New York Times (09/11/13) Steven Greenhouse; Jonathan Martin
During a phone call between the president of the AFL-CIO, Richard Trumka, and President Obama last month, the union president expressed anger about the Affordable Care Act, specifically the delay of an employment mandate and the effects of ACA on existing health insurance plans. Due to Obama’s concerns about labor’s criticisms, Trumka promised he would try to soften the resolutions that several unions would push at the American Federation of Labor and Congress of Industrial Organizations’ convention this week in Las Vegas. However, labor leaders still criticized the president and Congress at the convention. They praised the legislation, but demanded changes to certain regulations. They asserted that by offering tax credits for workers buying insurance from for-profit and other companies in the exchange, certain employers will be placed at a disadvantage.

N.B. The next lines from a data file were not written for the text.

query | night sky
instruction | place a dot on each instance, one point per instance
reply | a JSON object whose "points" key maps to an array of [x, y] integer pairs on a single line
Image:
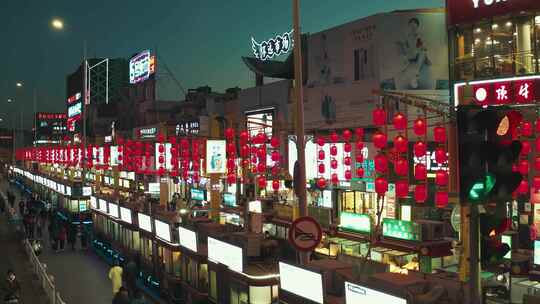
{"points": [[201, 41]]}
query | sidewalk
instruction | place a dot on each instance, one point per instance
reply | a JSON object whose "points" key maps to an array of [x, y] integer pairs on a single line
{"points": [[80, 276], [15, 258]]}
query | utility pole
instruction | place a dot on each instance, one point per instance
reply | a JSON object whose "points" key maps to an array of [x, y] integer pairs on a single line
{"points": [[299, 94]]}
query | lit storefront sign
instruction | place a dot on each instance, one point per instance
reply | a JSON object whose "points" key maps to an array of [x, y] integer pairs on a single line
{"points": [[355, 222], [403, 230], [273, 47]]}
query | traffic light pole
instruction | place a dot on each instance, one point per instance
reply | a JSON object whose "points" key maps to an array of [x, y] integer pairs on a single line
{"points": [[474, 256]]}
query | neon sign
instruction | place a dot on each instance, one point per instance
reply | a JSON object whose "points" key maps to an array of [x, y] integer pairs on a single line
{"points": [[141, 66], [476, 3], [273, 47]]}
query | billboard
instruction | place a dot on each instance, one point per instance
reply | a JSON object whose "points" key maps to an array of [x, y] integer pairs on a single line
{"points": [[216, 156], [141, 67], [304, 283], [360, 294], [413, 52], [470, 11]]}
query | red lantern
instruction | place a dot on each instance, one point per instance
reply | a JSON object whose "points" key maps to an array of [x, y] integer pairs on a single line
{"points": [[229, 133], [333, 164], [379, 140], [525, 147], [321, 155], [420, 193], [347, 135], [420, 172], [334, 137], [523, 187], [526, 128], [440, 155], [400, 121], [333, 150], [262, 182], [401, 167], [334, 178], [402, 188], [275, 185], [523, 167], [321, 183], [381, 185], [420, 149], [379, 117], [536, 183], [359, 133], [439, 135], [441, 178], [441, 199], [348, 174], [275, 156], [420, 126], [381, 163], [359, 172], [400, 144], [274, 142]]}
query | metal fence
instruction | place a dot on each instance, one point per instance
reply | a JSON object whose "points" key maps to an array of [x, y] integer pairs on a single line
{"points": [[46, 281]]}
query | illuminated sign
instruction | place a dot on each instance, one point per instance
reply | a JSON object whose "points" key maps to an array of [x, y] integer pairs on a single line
{"points": [[360, 294], [75, 109], [355, 222], [514, 90], [404, 230], [141, 66], [273, 47]]}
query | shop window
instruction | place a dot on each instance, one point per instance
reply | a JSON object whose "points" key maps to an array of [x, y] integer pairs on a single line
{"points": [[260, 295], [239, 293]]}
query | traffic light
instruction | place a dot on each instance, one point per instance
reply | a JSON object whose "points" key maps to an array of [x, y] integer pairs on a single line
{"points": [[487, 152]]}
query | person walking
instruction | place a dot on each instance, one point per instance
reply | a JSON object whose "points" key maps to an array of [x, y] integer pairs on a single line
{"points": [[62, 236], [72, 236], [115, 275]]}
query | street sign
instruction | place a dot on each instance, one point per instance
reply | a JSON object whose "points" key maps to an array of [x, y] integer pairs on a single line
{"points": [[305, 233]]}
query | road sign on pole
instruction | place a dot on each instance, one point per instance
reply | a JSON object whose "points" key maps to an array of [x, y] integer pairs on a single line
{"points": [[305, 233]]}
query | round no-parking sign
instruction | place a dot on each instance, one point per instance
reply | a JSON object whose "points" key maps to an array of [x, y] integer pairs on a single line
{"points": [[305, 233]]}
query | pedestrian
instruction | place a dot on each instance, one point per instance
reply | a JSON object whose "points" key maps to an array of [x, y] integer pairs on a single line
{"points": [[12, 288], [139, 298], [72, 236], [62, 236], [115, 275], [121, 297]]}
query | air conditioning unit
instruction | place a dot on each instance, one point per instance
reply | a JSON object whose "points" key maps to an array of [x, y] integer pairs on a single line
{"points": [[431, 230]]}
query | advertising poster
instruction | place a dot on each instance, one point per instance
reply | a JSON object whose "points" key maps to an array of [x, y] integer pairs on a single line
{"points": [[216, 157], [415, 52]]}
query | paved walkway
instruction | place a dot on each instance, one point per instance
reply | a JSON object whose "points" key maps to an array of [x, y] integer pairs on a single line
{"points": [[80, 277], [14, 258]]}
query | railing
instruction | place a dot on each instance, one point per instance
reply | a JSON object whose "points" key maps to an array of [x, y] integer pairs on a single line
{"points": [[46, 281]]}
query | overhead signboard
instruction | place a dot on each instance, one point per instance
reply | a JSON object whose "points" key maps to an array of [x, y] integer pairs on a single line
{"points": [[141, 67], [216, 156], [301, 282], [226, 254], [163, 230], [145, 223], [359, 294], [355, 222], [125, 215], [188, 238]]}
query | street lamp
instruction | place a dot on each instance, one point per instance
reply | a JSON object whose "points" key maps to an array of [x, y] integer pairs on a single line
{"points": [[57, 24]]}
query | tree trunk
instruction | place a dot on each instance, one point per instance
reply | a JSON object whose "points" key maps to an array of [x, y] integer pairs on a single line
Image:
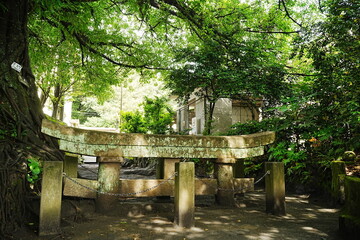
{"points": [[20, 115]]}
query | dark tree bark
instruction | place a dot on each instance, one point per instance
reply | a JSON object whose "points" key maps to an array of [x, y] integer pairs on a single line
{"points": [[20, 115]]}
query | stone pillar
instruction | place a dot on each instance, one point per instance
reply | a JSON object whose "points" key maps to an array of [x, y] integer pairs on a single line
{"points": [[71, 165], [338, 173], [160, 168], [109, 182], [169, 167], [239, 168], [275, 188], [50, 202], [185, 194], [224, 174]]}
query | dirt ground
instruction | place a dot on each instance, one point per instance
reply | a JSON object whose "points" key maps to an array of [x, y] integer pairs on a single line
{"points": [[306, 218]]}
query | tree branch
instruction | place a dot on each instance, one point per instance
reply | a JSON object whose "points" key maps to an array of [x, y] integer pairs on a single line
{"points": [[282, 2], [271, 32]]}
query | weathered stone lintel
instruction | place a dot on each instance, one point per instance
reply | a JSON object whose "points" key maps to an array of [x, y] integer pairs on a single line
{"points": [[77, 135], [204, 186], [160, 151]]}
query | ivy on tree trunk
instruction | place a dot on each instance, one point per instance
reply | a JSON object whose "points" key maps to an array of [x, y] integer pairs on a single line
{"points": [[20, 115]]}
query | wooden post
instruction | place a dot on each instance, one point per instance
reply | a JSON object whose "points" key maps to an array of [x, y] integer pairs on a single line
{"points": [[71, 165], [109, 182], [239, 168], [50, 202], [275, 188], [185, 194], [224, 174]]}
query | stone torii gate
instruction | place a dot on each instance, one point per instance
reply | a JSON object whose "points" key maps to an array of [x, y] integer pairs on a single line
{"points": [[111, 148]]}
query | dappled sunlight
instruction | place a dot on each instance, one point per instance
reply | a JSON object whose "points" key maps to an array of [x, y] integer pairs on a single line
{"points": [[314, 231], [302, 221]]}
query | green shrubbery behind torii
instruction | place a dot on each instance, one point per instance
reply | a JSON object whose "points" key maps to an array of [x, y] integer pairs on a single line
{"points": [[156, 118]]}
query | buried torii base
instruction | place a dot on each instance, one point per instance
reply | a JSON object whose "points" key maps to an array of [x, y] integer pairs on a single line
{"points": [[224, 150]]}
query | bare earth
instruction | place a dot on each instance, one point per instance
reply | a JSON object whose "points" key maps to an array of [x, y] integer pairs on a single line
{"points": [[307, 218]]}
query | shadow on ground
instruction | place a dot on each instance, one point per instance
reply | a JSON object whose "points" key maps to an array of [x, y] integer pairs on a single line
{"points": [[148, 219]]}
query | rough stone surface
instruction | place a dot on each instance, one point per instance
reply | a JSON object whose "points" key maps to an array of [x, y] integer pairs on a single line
{"points": [[107, 144], [108, 182], [51, 194], [338, 172], [224, 176], [184, 194], [275, 188]]}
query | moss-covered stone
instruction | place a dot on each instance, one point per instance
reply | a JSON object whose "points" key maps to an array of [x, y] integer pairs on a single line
{"points": [[352, 195], [337, 187], [349, 220], [349, 226]]}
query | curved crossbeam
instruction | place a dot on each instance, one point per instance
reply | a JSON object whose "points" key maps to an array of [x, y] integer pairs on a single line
{"points": [[106, 144]]}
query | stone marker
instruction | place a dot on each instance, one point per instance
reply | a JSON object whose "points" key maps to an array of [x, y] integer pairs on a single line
{"points": [[338, 173], [50, 202], [184, 194], [108, 182], [224, 174], [239, 168], [70, 165], [275, 188]]}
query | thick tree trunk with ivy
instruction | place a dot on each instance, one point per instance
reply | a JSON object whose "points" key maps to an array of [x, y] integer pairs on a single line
{"points": [[20, 115]]}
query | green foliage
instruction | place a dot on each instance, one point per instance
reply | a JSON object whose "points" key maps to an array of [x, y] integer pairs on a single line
{"points": [[132, 122], [158, 115], [157, 118], [34, 170]]}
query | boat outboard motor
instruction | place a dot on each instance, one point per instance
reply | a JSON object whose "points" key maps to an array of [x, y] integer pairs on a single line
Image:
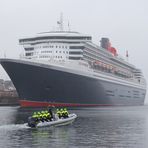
{"points": [[31, 122]]}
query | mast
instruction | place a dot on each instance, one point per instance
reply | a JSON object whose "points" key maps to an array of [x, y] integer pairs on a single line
{"points": [[60, 23]]}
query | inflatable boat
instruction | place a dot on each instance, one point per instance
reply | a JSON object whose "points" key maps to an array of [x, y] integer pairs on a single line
{"points": [[55, 122]]}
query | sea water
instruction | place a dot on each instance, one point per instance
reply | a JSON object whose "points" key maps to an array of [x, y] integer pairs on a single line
{"points": [[105, 127]]}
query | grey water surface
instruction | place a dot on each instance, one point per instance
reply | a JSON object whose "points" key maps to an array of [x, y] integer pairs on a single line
{"points": [[105, 127]]}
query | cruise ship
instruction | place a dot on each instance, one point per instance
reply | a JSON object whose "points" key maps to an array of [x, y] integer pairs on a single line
{"points": [[65, 68]]}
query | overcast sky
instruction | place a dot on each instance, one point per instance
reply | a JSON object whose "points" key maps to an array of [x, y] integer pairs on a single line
{"points": [[125, 22]]}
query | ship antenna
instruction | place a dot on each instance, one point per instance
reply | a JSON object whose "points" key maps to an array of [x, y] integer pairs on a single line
{"points": [[68, 26], [60, 23]]}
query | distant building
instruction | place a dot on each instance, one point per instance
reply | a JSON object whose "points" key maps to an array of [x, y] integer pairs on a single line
{"points": [[2, 87]]}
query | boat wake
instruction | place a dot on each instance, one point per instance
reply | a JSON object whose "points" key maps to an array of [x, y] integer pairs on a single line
{"points": [[10, 127]]}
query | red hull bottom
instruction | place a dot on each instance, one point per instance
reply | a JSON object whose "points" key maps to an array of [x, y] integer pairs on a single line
{"points": [[26, 103]]}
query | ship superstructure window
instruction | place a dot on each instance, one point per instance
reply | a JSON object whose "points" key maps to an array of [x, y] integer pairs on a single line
{"points": [[29, 49]]}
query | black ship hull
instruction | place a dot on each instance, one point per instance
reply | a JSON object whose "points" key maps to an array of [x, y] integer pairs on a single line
{"points": [[38, 85]]}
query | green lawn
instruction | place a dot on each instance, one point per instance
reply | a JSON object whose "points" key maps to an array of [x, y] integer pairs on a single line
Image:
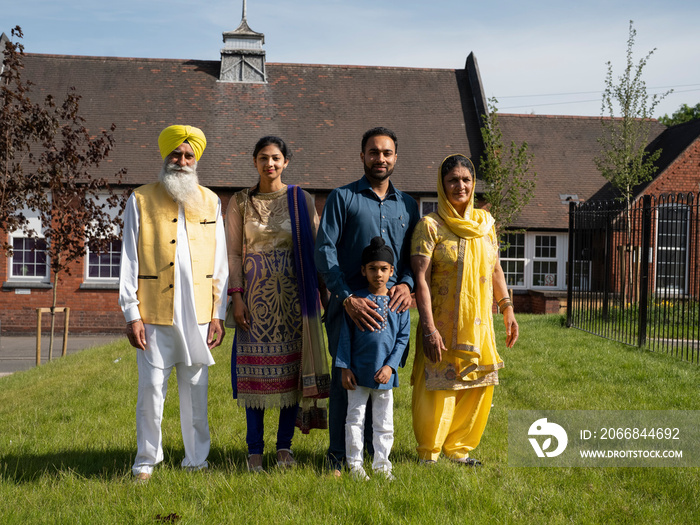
{"points": [[67, 441]]}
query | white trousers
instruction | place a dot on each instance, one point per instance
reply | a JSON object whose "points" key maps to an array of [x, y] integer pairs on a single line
{"points": [[192, 384], [382, 426]]}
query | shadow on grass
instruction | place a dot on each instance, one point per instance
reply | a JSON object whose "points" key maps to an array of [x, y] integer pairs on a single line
{"points": [[116, 463], [104, 464]]}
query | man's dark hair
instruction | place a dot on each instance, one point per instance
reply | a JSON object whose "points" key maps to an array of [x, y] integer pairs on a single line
{"points": [[374, 132]]}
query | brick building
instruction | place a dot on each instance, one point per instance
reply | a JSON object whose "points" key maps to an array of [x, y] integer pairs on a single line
{"points": [[321, 111]]}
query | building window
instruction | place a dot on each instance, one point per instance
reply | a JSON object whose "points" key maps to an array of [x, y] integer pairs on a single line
{"points": [[29, 259], [427, 205], [513, 258], [545, 263], [672, 248], [536, 260], [105, 266]]}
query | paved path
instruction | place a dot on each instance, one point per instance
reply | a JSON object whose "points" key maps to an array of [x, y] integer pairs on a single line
{"points": [[19, 352]]}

Trumka will meet with Obama on Friday. The loss of health care benefits has the potential to erode union membership, which is already struggling as the organizations decline. Several union presidents have expressed frustration with an administration that they have aided, but which has not aided them in return. Union leaders want unionized workers to qualify for tax credits that workers with family income less than four times the poverty line receive, to help finance their Taft-Hartley insurance plan, which covers around 20 million workers and retirees. Republicans are attempting to prevent any union accommodation on this issue.